9 Jephthah addressed the elders of Gilead, “So if you bring me back home to fight the Ammonites and God gives them to me, I’ll be your head—is that right?”
10-11 They said, “God is witness between us; whatever you say, we’ll do.” Jephthah went along with the elders of Gilead. The people made him their top man and general. And Jephthah repeated what he had said before God at Mizpah.
12 Then Jephthah sent messengers to the king of the Ammonites with a message: “What’s going on here that you have come into my country picking a fight?”
13 The king of the Ammonites told Jephthah’s messengers: “Because Israel took my land when they came up out of Egypt—from the Arnon all the way to the Jabbok and to the Jordan. Give it back peaceably and I’ll go.”

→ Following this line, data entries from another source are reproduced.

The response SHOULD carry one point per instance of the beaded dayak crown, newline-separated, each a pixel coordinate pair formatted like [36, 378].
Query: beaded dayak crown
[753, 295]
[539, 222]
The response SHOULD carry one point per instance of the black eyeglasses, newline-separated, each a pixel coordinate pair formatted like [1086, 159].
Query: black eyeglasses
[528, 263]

14-27 Jephthah again sent messengers to the king of the Ammonites with the message: “Jephthah’s word: Israel took no Moabite land and no Ammonite land. When they came up from Egypt, Israel went through the desert as far as the Red Sea, arriving at Kadesh. There Israel sent messengers to the king of Edom saying, ‘Let us pass through your land, please.’ But the king of Edom wouldn’t let them. Israel also requested permission from the king of Moab, but he wouldn’t let them cross either. They were stopped in their tracks at Kadesh. So they traveled across the desert and circled around the lands of Edom and Moab. They came out east of the land of Moab and set camp on the other side of the Arnon—they didn’t set foot in Moabite territory, for Arnon was the Moabite border. Israel then sent messengers to Sihon king of the Amorites at Heshbon the capital. Israel asked, ‘Let us pass, please, through your land on the way to our country.’ But Sihon didn’t trust Israel to cut across his land; he got his entire army together, set up camp at Jahaz, and fought Israel. But God, the God of Israel, gave Sihon and all his troops to Israel. Israel defeated them. Israel took all the Amorite land, all Amorite land from Arnon to the Jabbok and from the desert to the Jordan. It was God, the God of Israel, who pushed out the Amorites in favor of Israel; so who do you think you are to try to take it over? Why don’t you just be satisfied with what your god Chemosh gives you and we’ll settle for what God, our God, gives us? Do you think you’re going to come off better than Balak son of Zippor, the king of Moab? Did he get anywhere in opposing Israel? Did he risk war? All this time—it’s been three hundred years now!—that Israel has lived in Heshbon and its villages, in Aroer and its villages, and in all the towns along the Arnon, why didn’t you try to snatch them away then? No, I haven’t wronged you. But this is an evil thing that you are doing to me by starting a fight. Today God the Judge will decide between the People of Israel and the people of Ammon.”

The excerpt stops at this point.